Around holiday times, I take extra time to consider my adoption story. The day of my adoption is in December, along with holidays, it brings different thoughts and feelings considering family.
I can’t help but think about who my biological parents were and what kind of lives they were living at the time I was born. What was their meeting like? Literally anything about who they were, I ponder. I was born premature in July, so it was probably around November or December that I came to be. What was it like for my parents to expect a child? Shameful? Exciting? Were they happy? Did they talk to their parents? They probably panicked and emotions likely ran high. Up to my birth, how did my mother handle a socially unaccepted pregnancy? Where did my dad go between my birth and now?
As wishful it is, there’s a danger in going down this rabbit hole. And, for adoptees, birth parents, and adoptive parents, any kind of hypothetical chasing could prove dangerous. Sure, it could be framed as hopeful. But it can also lead to false expectations and preconceptions that don’t fit reality of our narrative.
There’s a lot of could-haves in an adoptee’s story. It’s hard not to think about how life could have been in Korean foster care. Or what it would’ve been like if my Korean parents stayed together for me. I’ve met a lot of adoptees with similar and different stories than mine.
Honestly, it shows how much of a fucking lottery adoption is. Some of us were dealt really shitty hands. Some of us, were a bit more tame along the adoptive family spectrum. It’s nerve-wracking, really.
I think, personally, it adds to how much pressure I put on myself. In this weird could-be-anything dynamic: I could be doing better, making more money, living happier, or advancing my career. And in my head, this could-be is just as real as “could-be a Korean foster care product” or a “could-be much more traumatized by uneducated parents”.
The hardest part, and by far the most important, is being mindful that the “could-be’s” are not. And it feels so parallelly close to the life I’m living now. And it’s a thief that steals from my present life. I can’t help but feel grateful, guilty, and sad at the same time about this. Moreover, I have a lot of empathy for any adoptee and their own messy story.
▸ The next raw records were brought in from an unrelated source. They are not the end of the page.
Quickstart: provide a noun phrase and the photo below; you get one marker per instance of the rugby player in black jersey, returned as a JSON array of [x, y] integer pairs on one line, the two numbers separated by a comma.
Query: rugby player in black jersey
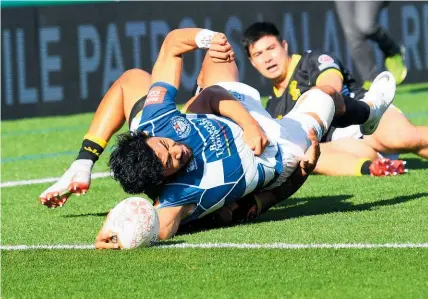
[[351, 152]]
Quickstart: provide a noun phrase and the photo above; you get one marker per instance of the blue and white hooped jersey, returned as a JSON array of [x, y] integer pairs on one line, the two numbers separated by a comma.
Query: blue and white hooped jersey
[[223, 167]]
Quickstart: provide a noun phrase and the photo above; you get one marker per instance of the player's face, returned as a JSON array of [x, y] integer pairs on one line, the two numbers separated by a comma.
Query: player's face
[[173, 155], [269, 57]]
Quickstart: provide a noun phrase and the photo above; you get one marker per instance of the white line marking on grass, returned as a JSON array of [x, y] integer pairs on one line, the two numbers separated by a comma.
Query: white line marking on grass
[[32, 247], [96, 175], [234, 245]]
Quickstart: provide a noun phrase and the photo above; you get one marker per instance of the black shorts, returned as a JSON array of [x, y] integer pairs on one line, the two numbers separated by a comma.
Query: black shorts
[[138, 106]]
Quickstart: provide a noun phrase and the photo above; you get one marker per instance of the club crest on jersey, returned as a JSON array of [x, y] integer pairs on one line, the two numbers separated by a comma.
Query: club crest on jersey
[[326, 61], [181, 126], [192, 165], [155, 95]]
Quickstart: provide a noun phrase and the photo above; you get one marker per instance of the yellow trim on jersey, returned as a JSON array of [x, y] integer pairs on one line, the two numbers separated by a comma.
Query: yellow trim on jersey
[[101, 142], [359, 165], [290, 70], [327, 72]]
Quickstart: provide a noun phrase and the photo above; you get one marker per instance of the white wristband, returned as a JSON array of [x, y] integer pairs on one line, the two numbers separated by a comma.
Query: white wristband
[[203, 38]]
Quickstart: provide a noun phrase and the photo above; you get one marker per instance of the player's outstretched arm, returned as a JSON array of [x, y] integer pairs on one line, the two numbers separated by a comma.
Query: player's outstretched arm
[[111, 114], [168, 66]]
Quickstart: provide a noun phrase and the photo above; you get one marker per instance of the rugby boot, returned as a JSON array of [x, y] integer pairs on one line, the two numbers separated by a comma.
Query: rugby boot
[[387, 167], [379, 97]]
But lately, I feel that my imposter syndrome pulls strength from this fact. From the parallel could-be lives that I can’t get away from.
Which is why it’s so important to value narrative and true self-empowerment. Taking mindfulness seriously, going to therapy, opening up, and practicing gratitude break my lived reality from the parallel ones. If you have felt similar to this, I know you understand beyond just “being grateful” or “taking a deep breath” like I’ve been told.
Self awareness is a double edged sword, but staying present amongst the edges helps us to not get cut. Coming back to knowing people that love me, having a safety net to crash into, and keeping with the “one step at a time” mantra helps me to do that.







The holidays are always a mess of a time emotionally. Make sure to let your emotions breathe this winter, and don’t forget to do something that you truly enjoy because if you have any of these ideas like me, then I know you take yourself to seriously.